Most of my problems with TSOA revolve around the fact that Patroclus is such a flat character, and conflict needs to come from a bunch of other quarters (mostly women who themselves are victimized in myth) because otherwise the self-insert and his jock boyfriend are just too…boring, I guess.

Ive gone into this before, but Patroclus is a fascinating character in the Iliad. He has epithets like “god-born” and “known-to-god” (god here being Zeus, who was his ancestor, maybe his grandfather depending on who you think his mother is), and is said to be a “mortal like a god,” and has by far the highest kill count in the Iliad. He kills the second greatest fighter on the Trojan side, and has quite a few epithets, which is a decent metric for how heroic a character should be (Paris has one, lol). Like Achilles his father was on board the Argo, and his grandmother rather than mother was a sea nymph.

He is capable of ending the Trojan War but is not allowed to. A god has to swoop in and stop him. He has the pedigree of a minor or mid hero, but he has to live in Achilles shadow, and might even be an Achilles figure because the plot of the Iliad demands that Achilles sits it out so you need some heroing.

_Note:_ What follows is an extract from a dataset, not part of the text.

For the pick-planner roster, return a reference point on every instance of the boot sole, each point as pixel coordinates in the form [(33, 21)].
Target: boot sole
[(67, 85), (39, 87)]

Anyway, I don’t think characters have to match myth completely, but you need some kind of manikin to hang the rest of the outfit on, and there is nothing in myth to justify this pacifist version of Patroclus. The character in TSOA is not interesting, and there are so many aspects of the mythic character you could use to explore fate and heroism and sex and Miller just…doesn’t, at least in any way more profound than “I guess I died where is Achilles I miss him.”

And it kills me that the bit at the end-the bit with the small part of the Trojan war that occurs during the Iliad—is so jarringly different than the rest of the book. That’s the source material!